Dont worry about performance of selects because they will be wery simple:
SELECT * FROM messages WHERE r_id=X ORDER BY timestamp DESC LIMIT X,Y
Just make sure your (r_id, timestamp) indexed together in this order to make this select using index:
ALTER TABLE `messages` ADD KEY `IN_messages_room_time` (`r_id`, `timestamp`);
If you will still have problems with performance (probably you will not), just add a 1-3 seconds inmemory cache (using memcache) and fetch a messages from DB one time per 1-3 seconds.
Also look at the Apollo Clark's answer: https://stackoverflow.com/a/8673165/436932 to prevent storing huge amount of unneccessary old messages: you can just put it in to the MYISAM table archive
or simply delete.
Upvotes: 1
Reputation: 149
To speed up your database, have a look at indexing your tables: http://dev.mysql.com/doc/refman/5.0/en/mysql-indexes.html
In your case I assume that you'd be SELECTing messages by r_id while doing a JOIN on the user table through u_id. I would index the r_id and u_id columns. I am by no means an expert on this subject as I've only done "what works" for my own projects. I don't understand every pro and con of indexing, just that indexing those columns that are typically used as, well, indexes, speeds things up. Google "mysql index tutorial", you'll find plenty more information.
Don't go nuts and index every column, you'll slow down your INSERTs and UPDATEs.
I also suggest that you purge the chat logs every few days / weeks, or move them to another server for archival purposes if that's what you want / need to do.
Upvotes: 1
Reputation: 806
Look into creating a "transaction table" for storing the messages. Basically, you need to decide, do I really want to log all of the messages ever posted to the room, or just the message posted this past month / week / day / hour. If you really want to have a history of every message ever written, then you would create two databases. If you don't want to keep a history of every message, then you just need one table.
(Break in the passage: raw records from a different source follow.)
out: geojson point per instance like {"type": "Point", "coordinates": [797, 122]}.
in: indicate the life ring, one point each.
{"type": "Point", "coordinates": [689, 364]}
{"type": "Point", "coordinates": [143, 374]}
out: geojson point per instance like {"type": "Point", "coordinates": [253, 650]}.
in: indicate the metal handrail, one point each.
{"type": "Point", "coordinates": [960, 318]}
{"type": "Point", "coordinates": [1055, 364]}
Using a transaction table, here's how it would flow:
every 500msec or 3sec, every user in the room would query the transaction table to get the latest updates from the past 500msec or 3sec
SELECT * FROM message_transactions WHERE timestamp > 123456789
a CRON job runs every 5 min or 1 hour, and deletes all entries older then 5min or however long you want the history to be.
Be sure to synchronize and round the time that each user queries the transaction table, so that the MySQL query result caching will kick in. For example, round the timestamp to once every 1sec or every 500msec.
What'll happen now is the users only get the newest messages, and your database won't explode in size over time, or slow down. Doing this, you'll need to cache the history of messages on the client-side in JS.
On the flip side, you could just get a PHP to IRC library, and call it a day. Also, if you're curious about it, look into how Facebook implements their AJAX-based chat system.
Upvotes: 1
Reputation: 24579
You could potentially use memcached to hold recent chat messages in memory and do your database writes in bulk.
Using memcached as a database buffer for chat messages
Upvotes: 0